Here in North America it feels like we should be seeing spring soon. Not because it’s getting warmer. Rather it seems like we’ve been dealing with winter conditions for months. And it’s really only been weeks! With the holidays wrapping up, people have been busy trying to get back home and back to work. However with this deep freeze that we all seem to be enduring , the airport delays seem to be never ending. I’ve been watching news clips showing very frustrated travelers as well as equally frustrated airport employees. One side seems to be arguing that there not been taking care of and the other side seems to be trying to do its best to get people to their destinations. All of this has made me wonder whether or not people really understand air passenger rights and how they apply to their situation.
Air Passenger Rights for Flight Delays
Over the last few years many countries have initiated airline passenger rights. These air passenger rights can vary from country to country. The US Department of Transportation implemented an airline passenger rights in April of 2010.
For whether flight delays, the airlines are not required to compensate passengers for delayed or canceled flights.
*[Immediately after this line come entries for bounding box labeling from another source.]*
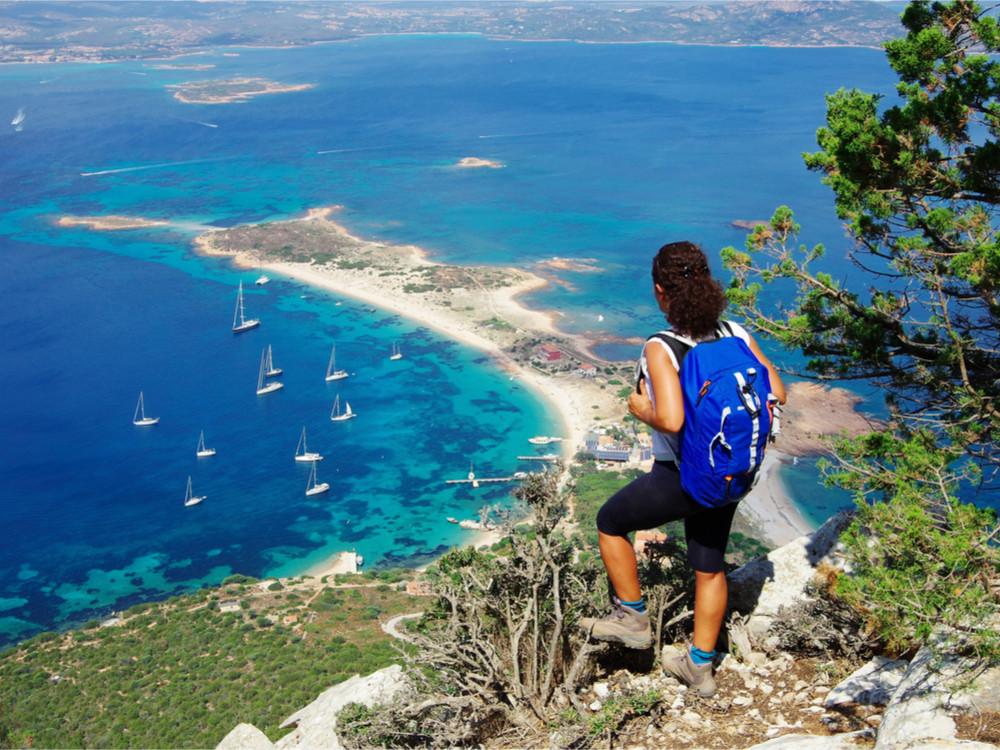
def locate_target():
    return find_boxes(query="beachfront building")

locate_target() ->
[583,429,653,464]
[538,344,562,362]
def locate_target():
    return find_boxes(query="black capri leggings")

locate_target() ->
[597,461,739,573]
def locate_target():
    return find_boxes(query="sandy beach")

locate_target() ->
[60,206,873,552]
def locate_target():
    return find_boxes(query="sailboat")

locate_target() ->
[184,475,207,508]
[264,344,283,378]
[257,349,285,396]
[295,427,323,462]
[233,281,260,333]
[132,391,160,425]
[330,393,358,422]
[197,430,215,458]
[326,346,347,382]
[306,461,330,496]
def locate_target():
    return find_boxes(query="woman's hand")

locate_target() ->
[628,378,653,424]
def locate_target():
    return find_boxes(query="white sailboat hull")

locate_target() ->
[132,391,160,427]
[233,281,260,333]
[233,318,260,333]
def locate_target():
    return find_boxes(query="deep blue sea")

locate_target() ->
[0,36,893,645]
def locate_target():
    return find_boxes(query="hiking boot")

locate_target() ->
[661,648,716,698]
[580,598,652,648]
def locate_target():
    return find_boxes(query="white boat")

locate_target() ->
[326,346,347,382]
[132,391,160,425]
[257,349,285,396]
[295,427,323,462]
[184,475,207,508]
[264,344,283,378]
[197,430,215,458]
[330,393,358,422]
[306,461,330,496]
[254,256,271,286]
[233,281,260,333]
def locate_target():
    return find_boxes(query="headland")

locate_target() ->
[60,206,875,552]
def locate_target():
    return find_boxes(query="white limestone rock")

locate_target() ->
[728,511,852,644]
[824,656,910,708]
[215,724,274,750]
[274,664,405,750]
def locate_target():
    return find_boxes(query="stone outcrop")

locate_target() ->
[217,665,405,750]
[218,513,1000,750]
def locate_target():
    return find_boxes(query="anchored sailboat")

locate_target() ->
[330,393,358,422]
[295,427,323,462]
[233,281,260,333]
[264,344,283,378]
[257,349,285,396]
[326,346,347,382]
[184,475,207,508]
[198,430,215,458]
[306,461,330,495]
[132,391,160,425]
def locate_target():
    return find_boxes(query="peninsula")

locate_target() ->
[167,78,314,104]
[188,207,874,546]
[57,206,876,548]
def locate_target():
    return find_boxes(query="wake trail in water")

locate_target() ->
[316,143,396,154]
[479,131,558,138]
[80,159,223,177]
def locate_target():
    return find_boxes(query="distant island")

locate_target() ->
[167,78,313,104]
[0,0,905,63]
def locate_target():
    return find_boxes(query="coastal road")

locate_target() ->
[382,612,424,643]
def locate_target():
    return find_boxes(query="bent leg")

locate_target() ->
[691,570,729,652]
[597,531,642,602]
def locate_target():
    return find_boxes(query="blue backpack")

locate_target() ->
[651,321,776,508]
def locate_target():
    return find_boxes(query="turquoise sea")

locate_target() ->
[0,35,893,645]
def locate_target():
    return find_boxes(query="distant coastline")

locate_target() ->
[0,0,903,64]
[57,206,875,552]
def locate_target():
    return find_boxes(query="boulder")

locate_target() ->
[216,724,274,750]
[274,664,405,750]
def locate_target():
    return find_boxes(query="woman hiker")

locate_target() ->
[580,242,785,698]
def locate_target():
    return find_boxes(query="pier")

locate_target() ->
[444,477,514,487]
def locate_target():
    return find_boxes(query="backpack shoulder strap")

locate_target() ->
[646,330,695,372]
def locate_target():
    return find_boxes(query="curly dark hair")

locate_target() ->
[653,242,727,339]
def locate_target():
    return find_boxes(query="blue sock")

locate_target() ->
[691,644,715,664]
[618,596,646,613]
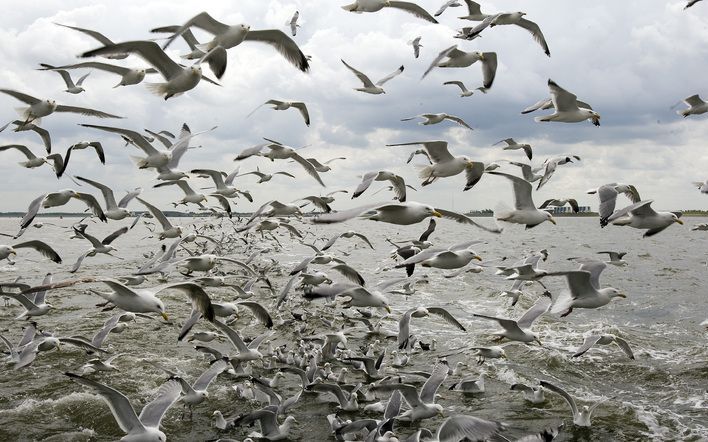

Of course each airline is free to expanded that policy. Some may offer financial and meal compensation where others may not. So it’s best to check with your actual airline regarding how they handle flight delays or cancellations.
One tip that I would offer is to always check before you head to the airport. Most of the major airlines will allow you to alter your flight arrangements, or cancel them altogether, without penalty during extreme flight delays. Trust me, it’ll save you a you a lot of frustration to check your flight situation before you head to the airport.
As part of the air passenger rights, airlines operating flights within the US are not permitted to keep a plane on the tarmac for more than three hours. Additionally airlines are required to provide food and drinking water if the delay on the tarmac is longer than two hours. Plus, the washrooms have to be functioning (thank God for small wonders)! Of course there are exceptions. For example the time limit delay does not come into play if the delay is due to passenger safety.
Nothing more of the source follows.